It’s not a new observation, but it seems appropriate after such an extended amount of attention on the resurrection (in 1 Corinthians 15) to note that when Paul delivered the practice and reason for communion a few chapters earlier he did not mention the resurrection at all.
As Paul explained, Jesus gave thanks and then gave bread to His disciples and said “This is my body which is for you,” without adding “and it will be raised for you, too.” Jesus again gave thanks and then gave a cup of wine to His disciples and said, “This cup is the new covenant in my blood,” and didn’t chase that with “that guarantees you a sweeter cup in the resurrection.” And Paul’s summary of all this was:
For as often as you eat this bread and drink the cup, you proclaim the Lord’s death until He comes. (1 Corinthians 11:26)
The Corinthians knew and believed that Jesus was risen.

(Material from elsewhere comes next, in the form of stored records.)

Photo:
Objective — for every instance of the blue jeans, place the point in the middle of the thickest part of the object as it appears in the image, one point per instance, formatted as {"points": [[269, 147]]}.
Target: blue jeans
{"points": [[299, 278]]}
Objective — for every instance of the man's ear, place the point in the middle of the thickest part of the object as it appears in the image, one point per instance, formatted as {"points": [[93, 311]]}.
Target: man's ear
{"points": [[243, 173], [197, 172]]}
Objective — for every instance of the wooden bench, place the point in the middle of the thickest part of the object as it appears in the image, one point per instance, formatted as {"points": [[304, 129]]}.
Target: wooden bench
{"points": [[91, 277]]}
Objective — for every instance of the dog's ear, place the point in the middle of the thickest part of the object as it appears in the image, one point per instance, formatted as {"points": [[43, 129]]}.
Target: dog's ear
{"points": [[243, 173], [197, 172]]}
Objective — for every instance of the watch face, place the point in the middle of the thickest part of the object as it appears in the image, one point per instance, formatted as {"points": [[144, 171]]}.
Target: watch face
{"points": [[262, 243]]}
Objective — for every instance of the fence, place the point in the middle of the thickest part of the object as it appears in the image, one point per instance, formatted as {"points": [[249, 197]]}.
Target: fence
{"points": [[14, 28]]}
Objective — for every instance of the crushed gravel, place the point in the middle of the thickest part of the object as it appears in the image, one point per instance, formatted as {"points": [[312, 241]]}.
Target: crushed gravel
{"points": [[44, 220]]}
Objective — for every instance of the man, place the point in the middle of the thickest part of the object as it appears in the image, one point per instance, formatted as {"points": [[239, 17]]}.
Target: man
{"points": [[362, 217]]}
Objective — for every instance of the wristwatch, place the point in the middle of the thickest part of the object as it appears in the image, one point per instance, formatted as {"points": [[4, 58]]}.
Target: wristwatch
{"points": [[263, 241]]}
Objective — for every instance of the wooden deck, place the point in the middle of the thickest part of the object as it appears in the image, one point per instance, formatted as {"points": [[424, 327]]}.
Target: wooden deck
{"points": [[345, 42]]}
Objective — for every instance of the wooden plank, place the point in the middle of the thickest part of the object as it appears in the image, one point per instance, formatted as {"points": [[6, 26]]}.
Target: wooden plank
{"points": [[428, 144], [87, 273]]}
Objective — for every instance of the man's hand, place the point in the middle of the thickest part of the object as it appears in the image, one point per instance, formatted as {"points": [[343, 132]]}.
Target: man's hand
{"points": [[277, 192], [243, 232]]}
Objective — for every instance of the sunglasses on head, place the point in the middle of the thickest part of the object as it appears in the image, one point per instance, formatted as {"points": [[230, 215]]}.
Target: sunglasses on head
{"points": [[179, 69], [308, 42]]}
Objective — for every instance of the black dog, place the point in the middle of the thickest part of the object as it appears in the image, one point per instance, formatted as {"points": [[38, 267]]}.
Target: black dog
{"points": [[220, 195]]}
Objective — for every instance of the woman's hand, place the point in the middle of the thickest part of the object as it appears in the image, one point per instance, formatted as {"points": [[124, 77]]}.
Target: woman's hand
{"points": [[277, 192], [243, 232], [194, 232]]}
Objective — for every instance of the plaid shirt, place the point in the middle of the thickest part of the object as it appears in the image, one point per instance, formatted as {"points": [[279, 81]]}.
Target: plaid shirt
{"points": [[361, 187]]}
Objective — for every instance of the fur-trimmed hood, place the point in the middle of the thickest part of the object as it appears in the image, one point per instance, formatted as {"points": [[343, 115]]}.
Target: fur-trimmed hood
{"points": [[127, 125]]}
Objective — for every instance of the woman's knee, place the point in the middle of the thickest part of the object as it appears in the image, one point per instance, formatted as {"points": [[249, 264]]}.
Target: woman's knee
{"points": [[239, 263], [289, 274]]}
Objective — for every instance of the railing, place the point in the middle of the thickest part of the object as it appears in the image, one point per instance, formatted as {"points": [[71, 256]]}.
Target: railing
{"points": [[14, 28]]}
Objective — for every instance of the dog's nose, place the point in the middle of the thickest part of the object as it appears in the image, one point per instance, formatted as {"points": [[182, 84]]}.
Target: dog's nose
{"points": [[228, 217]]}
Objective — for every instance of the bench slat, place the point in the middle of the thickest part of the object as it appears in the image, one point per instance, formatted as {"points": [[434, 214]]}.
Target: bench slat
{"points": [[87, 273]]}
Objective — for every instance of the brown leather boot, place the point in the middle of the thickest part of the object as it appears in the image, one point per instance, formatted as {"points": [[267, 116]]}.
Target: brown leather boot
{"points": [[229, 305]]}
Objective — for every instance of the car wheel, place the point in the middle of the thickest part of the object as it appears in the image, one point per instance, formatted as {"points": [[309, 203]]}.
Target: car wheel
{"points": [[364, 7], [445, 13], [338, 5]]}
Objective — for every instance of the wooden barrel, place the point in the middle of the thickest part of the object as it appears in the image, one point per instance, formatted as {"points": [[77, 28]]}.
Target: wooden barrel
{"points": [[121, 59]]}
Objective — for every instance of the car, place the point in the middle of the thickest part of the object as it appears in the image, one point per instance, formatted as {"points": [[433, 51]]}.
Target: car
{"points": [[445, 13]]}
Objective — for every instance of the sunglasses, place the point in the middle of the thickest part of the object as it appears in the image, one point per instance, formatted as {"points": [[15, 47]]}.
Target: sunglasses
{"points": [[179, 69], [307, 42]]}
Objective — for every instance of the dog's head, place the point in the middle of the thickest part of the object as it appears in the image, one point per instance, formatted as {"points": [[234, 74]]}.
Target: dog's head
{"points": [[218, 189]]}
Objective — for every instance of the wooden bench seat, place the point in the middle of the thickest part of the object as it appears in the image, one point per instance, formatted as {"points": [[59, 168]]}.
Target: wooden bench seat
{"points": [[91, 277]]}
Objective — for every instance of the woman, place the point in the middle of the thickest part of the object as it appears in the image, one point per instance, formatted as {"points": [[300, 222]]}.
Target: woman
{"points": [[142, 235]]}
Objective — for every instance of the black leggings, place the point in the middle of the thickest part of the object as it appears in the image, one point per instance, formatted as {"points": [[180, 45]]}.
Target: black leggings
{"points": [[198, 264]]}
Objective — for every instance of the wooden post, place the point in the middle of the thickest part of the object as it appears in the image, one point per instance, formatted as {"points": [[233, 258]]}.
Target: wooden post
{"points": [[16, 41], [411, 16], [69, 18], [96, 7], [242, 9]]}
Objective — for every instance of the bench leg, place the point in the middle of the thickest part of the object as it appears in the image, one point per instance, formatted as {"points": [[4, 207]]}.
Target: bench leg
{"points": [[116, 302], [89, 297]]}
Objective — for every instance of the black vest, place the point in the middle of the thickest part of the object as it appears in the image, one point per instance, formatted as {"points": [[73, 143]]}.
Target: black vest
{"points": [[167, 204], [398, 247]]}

The fact that we wait “until He comes” is also a clue in the verse that He is not still dead. And yet, for as much as we could not be certain of salvation without the resurrection, our time each week at the Lord’s Table proclaims the Lord’s death.
Though we believe in the resurrection of Jesus’ body, and the continuity of His body before and after His burial, the bread and the wine remind us of His perishable seed. They remind us of Him being sown in dishonor, in weakness. And, among many things, they remind us that a seed well sown in God’s sovereignty and by His grace is not sown in vain.